On his radio show Tuesday, Rush Limbaugh devoted plenty of time to praising Rubio in what can only be described as glowing terms. Yes, he said he wasn't happy about the "amnesty" thing, but he also seems to have pretty quickly moved past it. He even volunteered some excuses for Rubio.
... Marco Rubio is a serious man, he has a serious message, and he has a very unmistakable joy in spreading that message, in informing people. He knows how to deliver it. He knows how to deliver it live. He doesn't have to announce on Twitter. He doesn't have to announce with a series of posts on social media. He can do it live in front of real people with a real camera. And he's an emotional speaker. In fact, at some point last night, a couple of points it looked to me like he almost might tear up.
Now, I know Rubio has lost a lot of luster with some people on the Tea Party side because of his flirtation with the Chuck-U Schumer gang on amnesty and immigration. You can maybe chalk it up to two things. Chalk it up to novice naivete, trying to get his feet wet and establish himself within the power circles of the Senate. Or another explanation for it could have been that, given his Hispanic heritage, he almost had to, in the sense of identity politics, if he had any chance at all of securing any votes from that sector, he had to come out in favor of it. But whatever, he's walked it back now, and we'll just see how this is all gonna play out with Tea Party people.
The one thing about Rubio, whether you disagree with him on what he did with amnesty and then walked it back or not, he does not have a likability problem. He is instantly likable. He's motivational. He's inspirational in a Reaganesque way because he has that family story, and he relishes telling that story. He thinks it's inspirational. It was to him, and he wants it to be for everybody.
He is a great communicator, significant communicator, has a conservative message. Just over here he has that misstep on immigration with the Tea Party. Time will tell if that can be overcome. Now, we will see also if his policies match his rhetoric. His rhetoric is great, his persona is great, his energy is great. He's a natural leader, it appears, and there will be a certain number of people who will relish and enjoy making Rubio their champion. He's not gonna have to ask them, in other words. He's not gonna have to do what Hillary is doing (imitating Hillary), "I want to go out, I want to be your champion. I want to be your champion, everyday people."

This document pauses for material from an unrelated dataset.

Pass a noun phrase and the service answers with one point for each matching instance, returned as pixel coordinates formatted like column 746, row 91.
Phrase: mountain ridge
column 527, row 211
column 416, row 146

Key word here: Reaganesque.
The Limbaughs of this world, quite simply, don't just forgive something like "amnesty." That Limbaugh is willing to set that aside in this case is a testament to two things:
1) That conservatives want to be able to like Rubio because they see his potential, and
2) That Rubio did himself plenty of good by bringing his immigration message directly to conservative talk radio.
As we wrote at the time, Limbaugh gave Rubio plenty of credit for having the courage to bring his case for immigration reform directly to Limbaugh's airwaves. "You're meeting everybody honestly, forthrightly," Limbaugh said with Rubio on the line in January 2013. "You’re meeting everyone halfway."
At the time, I remember being struck by how well Rubio handled himself during these interviews, bringing such a message into hostile territory. And it looks like he did himself plenty of favors with it, no matter that the bill wound up failing.
There will certainly be people who can't forgive him for the immigration thing, but a good messenger can overcome such obstacles. And Rubio, as Limbaugh notes, can be a really talented one.